Amid the economic uncertainty fuelled by Trump’s trade war, its perhaps more important than ever to understand Alberta’s crucial role in the federation and its outsized contribution to programs such as the Canada Pension Plan (CPP).

From 1981 to 2022, Albertan’s net contribution to the CPP—meaning the amount Albertans paid into the program over and above what retirees in Alberta received in CPP payments—was $53.6 billion. In 2022 (the latest year of available data), Albertans’ net contribution to the CPP was $3.0 billion.

During that same period (1981 to 2022), British Columbia was the only other province where residents paid more into the CPP than retirees received in benefits—and Alberta’s contribution was six times greater than B.C.’s contribution. Put differently, residents in seven out of the nine provinces that participate in the CPP (Quebec has its own plan) receive more back in benefits than they contribute to the program.

Albertans pay an outsized contribution to federal and national programs, including the CPP because of the province’s relatively high rates of employment, higher average incomes and younger population (i.e. more workers pay into the CPP and less retirees take from it).

Put simply, Albertan workers have been helping fund the retirement of Canadians from coast to coast for decades, and without Alberta, the CPP would look much different.

How different?

If Alberta withdrew from the CPP and established its own standalone provincial pension plan, Alberta workers would receive the same retirement benefits but at a lower cost (i.e. lower CPP contribution rate deducted from our paycheques) than other Canadians, while the contribution rate—essentially the CPP tax rate—to fund the program would likely need to increase for the rest of the country to maintain the same benefits.

And given current demographic projections, immigration patterns and Alberta’s long history of leading the provinces in economic growth, Albertan workers will likely continue to pay more into the CPP than Albertan retirees get back from it.

Therefore, considering Alberta’s crucial role in national programs, the next federal government—whoever that may be—should undo and prevent policies that negatively impact the province and Albertans ability to contribute to Canada.
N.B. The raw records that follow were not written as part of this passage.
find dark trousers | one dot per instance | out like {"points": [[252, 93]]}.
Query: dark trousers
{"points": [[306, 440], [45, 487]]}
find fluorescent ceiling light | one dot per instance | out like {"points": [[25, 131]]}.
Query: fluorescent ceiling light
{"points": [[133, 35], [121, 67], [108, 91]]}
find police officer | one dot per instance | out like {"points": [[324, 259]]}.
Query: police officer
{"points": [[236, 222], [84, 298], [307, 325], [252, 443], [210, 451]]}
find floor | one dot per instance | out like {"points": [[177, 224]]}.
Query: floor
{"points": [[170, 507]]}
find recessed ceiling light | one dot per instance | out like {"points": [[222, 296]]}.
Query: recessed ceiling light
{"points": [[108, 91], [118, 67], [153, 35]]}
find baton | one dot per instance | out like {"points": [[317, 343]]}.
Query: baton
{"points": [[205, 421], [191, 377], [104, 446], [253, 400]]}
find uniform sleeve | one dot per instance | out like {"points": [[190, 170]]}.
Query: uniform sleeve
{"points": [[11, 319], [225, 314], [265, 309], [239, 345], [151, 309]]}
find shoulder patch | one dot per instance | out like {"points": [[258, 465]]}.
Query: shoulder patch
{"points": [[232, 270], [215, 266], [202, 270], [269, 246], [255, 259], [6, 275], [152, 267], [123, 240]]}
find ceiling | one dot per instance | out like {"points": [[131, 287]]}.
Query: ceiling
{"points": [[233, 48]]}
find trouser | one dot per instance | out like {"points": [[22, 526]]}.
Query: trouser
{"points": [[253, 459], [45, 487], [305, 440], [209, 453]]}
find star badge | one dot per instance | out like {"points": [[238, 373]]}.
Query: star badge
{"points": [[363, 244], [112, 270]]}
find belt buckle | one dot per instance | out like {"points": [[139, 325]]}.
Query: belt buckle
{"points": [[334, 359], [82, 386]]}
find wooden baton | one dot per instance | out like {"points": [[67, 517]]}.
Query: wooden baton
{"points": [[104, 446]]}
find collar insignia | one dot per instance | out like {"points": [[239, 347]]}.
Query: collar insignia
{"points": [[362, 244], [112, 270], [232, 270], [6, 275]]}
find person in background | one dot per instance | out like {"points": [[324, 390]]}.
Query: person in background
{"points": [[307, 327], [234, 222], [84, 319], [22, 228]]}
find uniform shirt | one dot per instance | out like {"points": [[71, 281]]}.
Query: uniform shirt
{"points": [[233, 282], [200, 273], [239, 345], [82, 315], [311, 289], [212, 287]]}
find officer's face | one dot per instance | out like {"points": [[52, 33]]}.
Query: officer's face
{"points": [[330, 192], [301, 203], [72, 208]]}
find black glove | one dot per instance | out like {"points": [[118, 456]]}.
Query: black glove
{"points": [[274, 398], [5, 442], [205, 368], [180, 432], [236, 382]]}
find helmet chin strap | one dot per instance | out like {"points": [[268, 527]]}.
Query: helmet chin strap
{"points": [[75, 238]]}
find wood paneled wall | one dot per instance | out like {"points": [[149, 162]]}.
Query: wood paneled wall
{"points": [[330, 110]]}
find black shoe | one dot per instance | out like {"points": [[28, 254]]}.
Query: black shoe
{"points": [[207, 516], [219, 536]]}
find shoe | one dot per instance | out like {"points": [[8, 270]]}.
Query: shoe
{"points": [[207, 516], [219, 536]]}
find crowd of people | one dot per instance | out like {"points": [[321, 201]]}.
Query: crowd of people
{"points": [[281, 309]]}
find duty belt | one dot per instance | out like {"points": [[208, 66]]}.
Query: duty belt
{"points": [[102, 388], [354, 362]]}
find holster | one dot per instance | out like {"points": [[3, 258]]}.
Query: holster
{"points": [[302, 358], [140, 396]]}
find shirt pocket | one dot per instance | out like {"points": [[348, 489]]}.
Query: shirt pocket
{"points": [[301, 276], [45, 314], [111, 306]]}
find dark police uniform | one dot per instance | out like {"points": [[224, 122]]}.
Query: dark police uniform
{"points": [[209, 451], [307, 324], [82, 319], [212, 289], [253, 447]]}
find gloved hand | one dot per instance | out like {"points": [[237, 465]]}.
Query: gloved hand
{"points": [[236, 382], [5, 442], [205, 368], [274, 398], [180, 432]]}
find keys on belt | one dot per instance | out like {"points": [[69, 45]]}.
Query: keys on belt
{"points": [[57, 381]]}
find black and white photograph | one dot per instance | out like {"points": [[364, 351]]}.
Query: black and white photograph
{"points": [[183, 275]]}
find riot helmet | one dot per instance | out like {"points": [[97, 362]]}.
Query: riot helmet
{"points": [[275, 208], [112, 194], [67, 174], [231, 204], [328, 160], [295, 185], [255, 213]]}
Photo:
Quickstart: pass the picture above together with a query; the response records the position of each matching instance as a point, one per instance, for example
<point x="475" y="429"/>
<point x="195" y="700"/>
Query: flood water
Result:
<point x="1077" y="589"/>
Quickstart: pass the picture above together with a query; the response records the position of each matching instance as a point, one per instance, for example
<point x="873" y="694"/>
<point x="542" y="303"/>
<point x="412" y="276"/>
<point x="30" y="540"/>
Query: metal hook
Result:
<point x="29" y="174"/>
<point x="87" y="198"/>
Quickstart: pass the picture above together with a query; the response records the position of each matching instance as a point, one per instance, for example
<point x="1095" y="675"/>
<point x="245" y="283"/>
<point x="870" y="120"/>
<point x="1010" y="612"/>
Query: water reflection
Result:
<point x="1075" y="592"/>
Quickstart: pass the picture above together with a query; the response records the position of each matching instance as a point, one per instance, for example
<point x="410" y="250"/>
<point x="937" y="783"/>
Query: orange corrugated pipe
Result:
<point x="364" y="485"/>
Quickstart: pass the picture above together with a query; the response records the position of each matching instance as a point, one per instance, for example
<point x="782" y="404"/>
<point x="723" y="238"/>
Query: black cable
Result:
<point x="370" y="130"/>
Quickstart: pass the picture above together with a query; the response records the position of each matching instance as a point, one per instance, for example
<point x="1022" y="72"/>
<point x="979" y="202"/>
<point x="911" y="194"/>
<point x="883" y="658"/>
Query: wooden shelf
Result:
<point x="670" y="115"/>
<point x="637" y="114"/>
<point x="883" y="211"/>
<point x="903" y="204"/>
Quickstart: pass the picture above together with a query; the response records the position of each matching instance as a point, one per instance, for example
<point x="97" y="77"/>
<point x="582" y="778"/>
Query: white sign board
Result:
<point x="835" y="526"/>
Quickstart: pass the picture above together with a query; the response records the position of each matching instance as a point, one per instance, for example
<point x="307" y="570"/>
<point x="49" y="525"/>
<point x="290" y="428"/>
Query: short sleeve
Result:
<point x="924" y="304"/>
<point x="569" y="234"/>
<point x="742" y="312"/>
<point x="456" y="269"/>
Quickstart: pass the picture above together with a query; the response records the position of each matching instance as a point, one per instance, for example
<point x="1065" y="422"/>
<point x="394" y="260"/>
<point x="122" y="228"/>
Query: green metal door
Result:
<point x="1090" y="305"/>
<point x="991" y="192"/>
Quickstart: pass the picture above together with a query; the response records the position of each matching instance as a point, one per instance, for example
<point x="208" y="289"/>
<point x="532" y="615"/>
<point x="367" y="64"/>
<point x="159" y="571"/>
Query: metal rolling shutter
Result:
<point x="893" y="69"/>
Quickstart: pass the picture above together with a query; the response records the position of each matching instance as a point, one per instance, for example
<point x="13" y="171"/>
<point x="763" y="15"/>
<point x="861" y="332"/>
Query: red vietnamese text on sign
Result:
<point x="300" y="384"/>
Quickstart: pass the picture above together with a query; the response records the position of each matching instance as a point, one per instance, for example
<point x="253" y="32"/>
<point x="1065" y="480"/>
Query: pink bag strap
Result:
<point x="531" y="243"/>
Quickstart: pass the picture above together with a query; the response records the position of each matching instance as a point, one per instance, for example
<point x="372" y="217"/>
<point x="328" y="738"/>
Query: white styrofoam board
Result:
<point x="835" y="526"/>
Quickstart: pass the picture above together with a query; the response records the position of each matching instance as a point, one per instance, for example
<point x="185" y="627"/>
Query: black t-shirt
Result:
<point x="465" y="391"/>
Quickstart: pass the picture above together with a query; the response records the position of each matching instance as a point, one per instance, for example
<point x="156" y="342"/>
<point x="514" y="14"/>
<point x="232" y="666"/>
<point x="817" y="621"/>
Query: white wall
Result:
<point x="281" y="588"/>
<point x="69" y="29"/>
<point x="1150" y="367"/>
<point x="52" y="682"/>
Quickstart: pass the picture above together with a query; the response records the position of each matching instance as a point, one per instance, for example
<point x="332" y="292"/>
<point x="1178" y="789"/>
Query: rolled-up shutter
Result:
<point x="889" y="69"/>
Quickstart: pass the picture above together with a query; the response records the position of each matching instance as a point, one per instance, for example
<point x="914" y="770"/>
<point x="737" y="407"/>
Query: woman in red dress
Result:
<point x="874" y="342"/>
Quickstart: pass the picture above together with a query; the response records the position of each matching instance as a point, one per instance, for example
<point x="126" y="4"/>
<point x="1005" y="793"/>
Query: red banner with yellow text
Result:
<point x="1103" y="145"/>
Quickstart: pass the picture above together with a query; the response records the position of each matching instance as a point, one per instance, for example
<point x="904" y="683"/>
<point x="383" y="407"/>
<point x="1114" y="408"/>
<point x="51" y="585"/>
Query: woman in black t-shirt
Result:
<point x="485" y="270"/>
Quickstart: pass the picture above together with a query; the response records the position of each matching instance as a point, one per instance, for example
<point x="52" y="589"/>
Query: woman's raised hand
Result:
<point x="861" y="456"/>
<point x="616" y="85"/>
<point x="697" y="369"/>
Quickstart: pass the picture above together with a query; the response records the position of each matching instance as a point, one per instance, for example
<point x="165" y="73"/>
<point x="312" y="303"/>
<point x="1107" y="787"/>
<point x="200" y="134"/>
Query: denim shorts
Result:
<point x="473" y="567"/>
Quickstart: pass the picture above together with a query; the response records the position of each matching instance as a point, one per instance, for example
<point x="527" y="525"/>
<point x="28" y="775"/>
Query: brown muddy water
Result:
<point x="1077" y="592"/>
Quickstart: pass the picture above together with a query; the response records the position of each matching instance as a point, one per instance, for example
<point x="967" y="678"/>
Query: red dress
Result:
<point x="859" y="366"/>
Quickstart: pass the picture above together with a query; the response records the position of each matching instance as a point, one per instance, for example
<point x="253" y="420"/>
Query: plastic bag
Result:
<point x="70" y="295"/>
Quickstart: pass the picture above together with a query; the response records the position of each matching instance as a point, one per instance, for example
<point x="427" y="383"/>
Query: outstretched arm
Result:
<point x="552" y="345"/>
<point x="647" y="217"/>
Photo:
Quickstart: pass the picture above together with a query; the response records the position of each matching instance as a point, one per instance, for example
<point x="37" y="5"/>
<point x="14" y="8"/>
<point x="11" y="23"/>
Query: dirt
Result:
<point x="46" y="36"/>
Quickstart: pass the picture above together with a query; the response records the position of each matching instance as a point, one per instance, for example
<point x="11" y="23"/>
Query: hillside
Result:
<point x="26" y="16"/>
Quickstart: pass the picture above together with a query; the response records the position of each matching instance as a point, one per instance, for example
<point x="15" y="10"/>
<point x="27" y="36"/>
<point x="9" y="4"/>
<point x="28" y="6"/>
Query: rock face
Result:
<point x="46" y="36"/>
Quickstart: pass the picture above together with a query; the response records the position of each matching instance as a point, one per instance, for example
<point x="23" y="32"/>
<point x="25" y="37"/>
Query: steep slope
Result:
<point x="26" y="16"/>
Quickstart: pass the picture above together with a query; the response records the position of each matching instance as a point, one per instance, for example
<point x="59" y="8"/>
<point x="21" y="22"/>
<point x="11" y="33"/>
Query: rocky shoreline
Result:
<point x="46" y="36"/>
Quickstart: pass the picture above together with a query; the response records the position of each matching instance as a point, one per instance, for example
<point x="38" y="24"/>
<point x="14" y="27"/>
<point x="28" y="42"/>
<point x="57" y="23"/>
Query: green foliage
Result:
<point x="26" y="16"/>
Think of Bill C-69 (which imposes complex, uncertain and onerous review requirements on major energy projects), Bill C-48 (which bans large oil tankers off B.C.’s northern coast and limits access to Asian markets), an arbitrary cap on oil and gas emissions, numerous other “net-zero” targets, and so on.

Canada faces serious economic challenges, including a trade war with the United States. In times like this, it’s important to remember Alberta’s crucial role in the federation and the outsized contributions of Alberta workers to the wellbeing of Canadians across the country.